Alice bemerkte, dass Helena keinen Blickkontakt zu ihr halten konnte.Argwöhnisch kniff sie die Augen zusammen und stieg aus dem Bett. "Vielen Dank, Helena. Das ist sehr freundlich von dir. Hat Mutter gesagt, worum es geht?"
"Mir gegenüber hat sie nichts erwähnt, Mylady, außer dass es wichtig sei und nicht lange warten könne." Hastig drehte Helena sich wieder mit dem Rücken zu ihr.
Nachdem Alice das Kleid übergestreift hatte, ließ sie sich auf den gepolsterten Hocker vor ihrem Frisiertisch fallen und betrachtete Helena prüfend im Spiegelglas. Sie fragte sich, was ihre Mutter mit ihr besprechen wollte und runzelte besorgt die Stirn.
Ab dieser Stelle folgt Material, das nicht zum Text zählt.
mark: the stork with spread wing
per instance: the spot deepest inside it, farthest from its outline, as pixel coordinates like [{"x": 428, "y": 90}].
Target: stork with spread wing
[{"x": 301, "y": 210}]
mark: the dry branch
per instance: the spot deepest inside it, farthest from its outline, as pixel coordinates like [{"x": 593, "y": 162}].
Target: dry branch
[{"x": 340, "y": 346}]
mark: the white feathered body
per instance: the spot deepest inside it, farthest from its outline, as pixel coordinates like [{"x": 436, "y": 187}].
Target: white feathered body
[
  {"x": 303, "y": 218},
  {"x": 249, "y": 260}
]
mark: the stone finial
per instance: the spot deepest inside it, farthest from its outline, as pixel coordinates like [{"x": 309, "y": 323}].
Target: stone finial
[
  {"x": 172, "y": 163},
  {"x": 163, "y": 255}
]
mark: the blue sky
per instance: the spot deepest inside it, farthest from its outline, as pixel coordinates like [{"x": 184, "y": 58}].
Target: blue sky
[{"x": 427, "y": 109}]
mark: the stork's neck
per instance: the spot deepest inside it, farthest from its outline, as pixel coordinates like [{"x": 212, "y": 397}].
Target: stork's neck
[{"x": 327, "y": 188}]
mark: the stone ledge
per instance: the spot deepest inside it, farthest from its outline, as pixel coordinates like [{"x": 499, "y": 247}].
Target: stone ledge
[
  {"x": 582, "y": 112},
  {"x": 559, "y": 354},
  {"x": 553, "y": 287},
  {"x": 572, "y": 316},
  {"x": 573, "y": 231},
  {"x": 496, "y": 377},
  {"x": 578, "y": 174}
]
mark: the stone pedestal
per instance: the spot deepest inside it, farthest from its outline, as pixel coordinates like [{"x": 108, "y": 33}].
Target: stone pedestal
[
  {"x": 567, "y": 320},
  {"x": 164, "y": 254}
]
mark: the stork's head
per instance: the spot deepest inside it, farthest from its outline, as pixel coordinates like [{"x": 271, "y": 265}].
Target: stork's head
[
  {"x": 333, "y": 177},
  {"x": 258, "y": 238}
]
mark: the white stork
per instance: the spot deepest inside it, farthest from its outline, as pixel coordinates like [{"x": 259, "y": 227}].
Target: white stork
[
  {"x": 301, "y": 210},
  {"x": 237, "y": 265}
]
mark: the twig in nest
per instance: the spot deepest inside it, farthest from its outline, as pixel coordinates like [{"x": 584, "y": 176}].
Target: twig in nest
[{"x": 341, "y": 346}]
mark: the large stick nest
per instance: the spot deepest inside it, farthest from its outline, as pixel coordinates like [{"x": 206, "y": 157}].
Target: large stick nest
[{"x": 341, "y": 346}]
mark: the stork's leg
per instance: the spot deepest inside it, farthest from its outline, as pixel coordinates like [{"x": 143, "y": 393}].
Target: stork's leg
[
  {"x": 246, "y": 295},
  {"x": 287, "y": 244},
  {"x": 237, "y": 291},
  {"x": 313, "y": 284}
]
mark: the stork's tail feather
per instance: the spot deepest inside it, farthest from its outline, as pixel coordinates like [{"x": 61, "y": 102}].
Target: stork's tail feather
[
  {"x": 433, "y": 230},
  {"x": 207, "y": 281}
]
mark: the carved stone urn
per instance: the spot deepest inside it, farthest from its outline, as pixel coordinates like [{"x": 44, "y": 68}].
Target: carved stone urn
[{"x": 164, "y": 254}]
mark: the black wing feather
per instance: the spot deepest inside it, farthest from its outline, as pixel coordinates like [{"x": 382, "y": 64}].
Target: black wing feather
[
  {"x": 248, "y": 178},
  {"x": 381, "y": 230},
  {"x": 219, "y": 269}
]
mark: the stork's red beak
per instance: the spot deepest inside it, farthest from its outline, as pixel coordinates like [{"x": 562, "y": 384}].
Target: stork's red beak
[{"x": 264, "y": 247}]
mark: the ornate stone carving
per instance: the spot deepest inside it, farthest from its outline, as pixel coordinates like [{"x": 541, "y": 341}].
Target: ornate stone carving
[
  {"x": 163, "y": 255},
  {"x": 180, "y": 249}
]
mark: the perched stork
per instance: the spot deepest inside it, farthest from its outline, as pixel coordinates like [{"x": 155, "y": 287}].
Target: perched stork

"Lady Alice", schalt Helena sie im Spaß, "Sie wissen doch, eines Tages werden Sie davon Falten bekommen. Ihre Haut bleibt nicht für immer so jung." Mit flinken Händen bändigte sie Alices rotblondes Haar und band es geschickt zu einem festen Knoten hoch.
"Wohl kaum. Ich glaube, ich bin Mutter sehr ähnlich. Und obwohl sie diesen grimmigen Gesichtsausdruck zu einem ihrer Standardgesichtsausdrücke hinzuzählen kann, scheint ihre Haut nicht eine Falte aufzuweisen." Alice zwinkerte Helena zu. Sie liebte Helena über alles und vertraute ihr schon seit ihrer Jugend all ihre Geheimnisse an. Im Gegenzug ließ sie sich die ein oder andere freundschaftliche Zurechtweisung gefallen.
"Wir sind fertig, Mylady. Lady Keats wartet im Frühstücksraum auf Sie."
Alice erhob sich vom Stuhl, drehte sich einmal vor dem Spiegelglas, warf einen letzten fragenden Blick zu Helena, und strich dann auf dem Weg zur Tür ihre Röcke glatt. Während Alice die Treppe hinab stieg, fragte sie sich, warum ihre Mutter nach ihr rufen ließ.
Selbst wenn Alice das Frühstück verpasst hätte, nahmen sie doch auf jeden Fall den Lunch gemeinsam ein. Alice' Vater würde wohl mit geschäftlichen Dingen außerhalb des Hauses zu tun haben, aber ihr Bruder Jeffrey leistete ihnen häufig Gesellschaft. Vielleicht hatte Mutter etwas nur mit ihr zu besprechen.